Chuck Schuldiner’s metal legacy is not so easily forgotten. His numerous Death albums are still considered by many as some of the best material out there, and, especially on the band’s later work, it virtually impossible to say that his efforts are anything less than astounding. Since 1995, however, along with some of the members of The Sound of Perseverance lineup, and the addition of Steve DiGiorgio on bass, Chuck had been working on another project with a somewhat different bend: Control Denied. Only one album of theirs was released prior to his death, The Fragile Art of Existence, but its birth in 1999 has also been hailed by many as an incredibly important contribution to the furthering of the metal scene. Metal Mind’s rerelease of this album in 2008 is a continuation of the company’s push to educate us all in the classics of the genre from before the time of metalcore and the like.
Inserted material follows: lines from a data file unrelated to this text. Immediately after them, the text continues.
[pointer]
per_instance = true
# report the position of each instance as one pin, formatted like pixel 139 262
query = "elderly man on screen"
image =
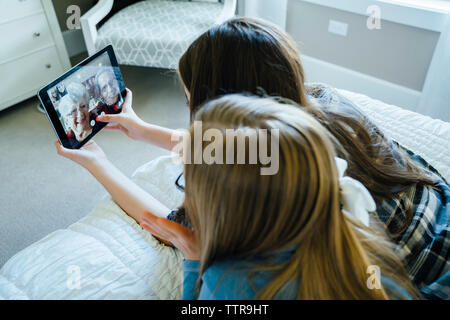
pixel 109 91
As you might expect, since The Fragile Art of Existence has three members of the last Death lineup and was all written by Mr. Schuldiner, much of the music has a strong resemblance to that on The Sound of Perseverance. The easiest differences to pick out are Steve’s (as always) awesome and chaotic use of the fretless bass, and the less direct, progressive songwriting structure. The vocals on this album are handled by Pharaoh’s Tim Aymar. They’re primarily sung and work to transform Control denied into a progressive metal beast, with a power metal bend. The resulting music is very much like latter day Death-meets-Spiral Architect with a hint of Nevermore. The whole album is awe-inspiring if you can handle the prog sound, as its full of Chuck-signature riffs and virtuoso musicianship. Though I personally prefer Death’s last few albums to Control Denied, there’s really no reason to look the proverbial gift horse in the mouth, as The Fragile Art of Existence is still very much one of Chuck’s metal masterpieces.